The neurological damage is severe, ranging from the occasional tingling in the fingers and extending into the toes and continuing into the spine, leading to disorders of the cervical spine like osteoarthritis, bone spurs, and herniated discs.

But on the contrary to this digital devices like smartphones, laptops and etc. that provide access to a great many of information cause things that we literally feel such as neck pain.

It is at this Spine Center of UT Southwestern that a specialty team made up of experienced and diversified doctors uses a holistic approach to diagnose, counsel, and treat patients with different degrees of neck pain. On the non-surgical side, there are pharmacological strategies, physiotherapeutic intervention, trigger points therapy, injection of local anesthetics and corticosteroids, nerve blocks, and minimally invasive procedures such as radiofrequency ablation.

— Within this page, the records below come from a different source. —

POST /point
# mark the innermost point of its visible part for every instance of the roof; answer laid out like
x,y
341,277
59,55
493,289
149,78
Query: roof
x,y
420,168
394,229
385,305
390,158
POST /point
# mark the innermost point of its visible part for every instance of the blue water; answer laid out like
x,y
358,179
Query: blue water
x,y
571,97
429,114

If, by chance, the surgery procedure would not possibly give any results, then our surgeons have high-tech surgical options available for your treatment.

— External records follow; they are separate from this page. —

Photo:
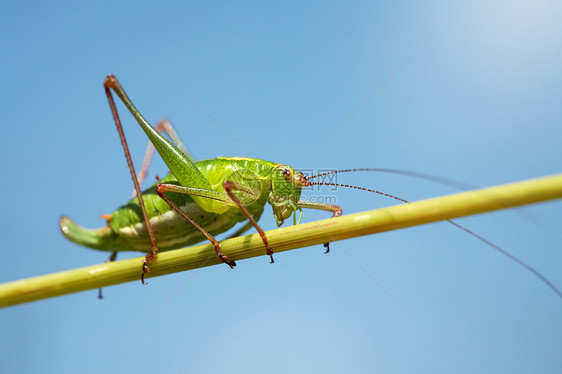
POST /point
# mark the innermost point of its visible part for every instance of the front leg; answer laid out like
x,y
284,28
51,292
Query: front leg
x,y
229,187
162,188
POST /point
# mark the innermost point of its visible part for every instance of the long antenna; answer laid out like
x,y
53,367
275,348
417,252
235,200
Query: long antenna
x,y
446,181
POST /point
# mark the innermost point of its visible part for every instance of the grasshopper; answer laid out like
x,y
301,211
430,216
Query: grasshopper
x,y
199,200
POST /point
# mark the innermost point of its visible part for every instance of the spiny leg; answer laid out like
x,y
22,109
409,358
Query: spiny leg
x,y
336,210
229,186
112,83
161,189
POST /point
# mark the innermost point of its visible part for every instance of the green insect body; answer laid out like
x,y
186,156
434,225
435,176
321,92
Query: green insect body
x,y
199,200
126,229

Given the user-friendly and pervasive technologies our smartphones provide and the overreliance of many on digital contacts, we are in dire need of efforts that target the group as a whole – individually or en masse, in conjunction with the use of effective therapeutic interventions and preventive measures.

What renders the neck particularly susceptible to injury?

The typical adult cranium weighs 10-12 pounds; however, when inclined forward at a 45-degree angle, the resultant force exerted on the cervical region escalates to nearly 50 pounds.

Human beings assume an upright posture; protracted periods of downward gazing contravene our natural design, thereby subjecting the cervical spine to undue pressure. Comprising seven vertebrae (C1-C7) separated by intervertebral discs and interconnected by facet joints, the cervical spine serves to safeguard the spinal cord and its myriad nerve fibers.

Facet joints—two per vertebra—facilitate the articulation and mobility of the neck. Nonetheless, when these joints sustain strain or injury, thereby impeding nerve conduits, the surrounding musculature instinctively contracts in a bid to shield them, yielding inflammation, pain, and tension in the neck—commonly known as tech neck, as per

Tech Neck - Posture
Tech Neck – Posture

Tech neck, however, represents merely one facet of neck afflictions. Traumatic events such as falls, sports-related injuries, or vehicular accidents, in addition to degenerative conditions like osteophyte formation and arthritis, can precipitate neck trauma. Disc herniation and spinal stenosis, characterized by spinal canal constriction, similarly contribute to neck pathology.

However, the predominant ailment encountered among patients is axial neck discomfort, localized to the neck region and predominantly attributed to muscular tightness and joint inflammation.

Discerning the etiology of neck pain entails an interactive dialogue and investigative inquiry.

Physical examination, including assessments of reflexes, muscular vigor, and cervical alignment, serves as the initial diagnostic modality. Radiographic imaging, such as X-rays, elucidates structural anomalies and misalignments, while magnetic resonance imaging (MRI) unveils soft tissue aberrations, such as disc protrusions or severe arthritic changes within the articulations.

The confluence of advanced imaging techniques, meticulous physical scrutiny, and a comprehensive clinical history typically facilitates the identification of the underlying cause of neck discomfort.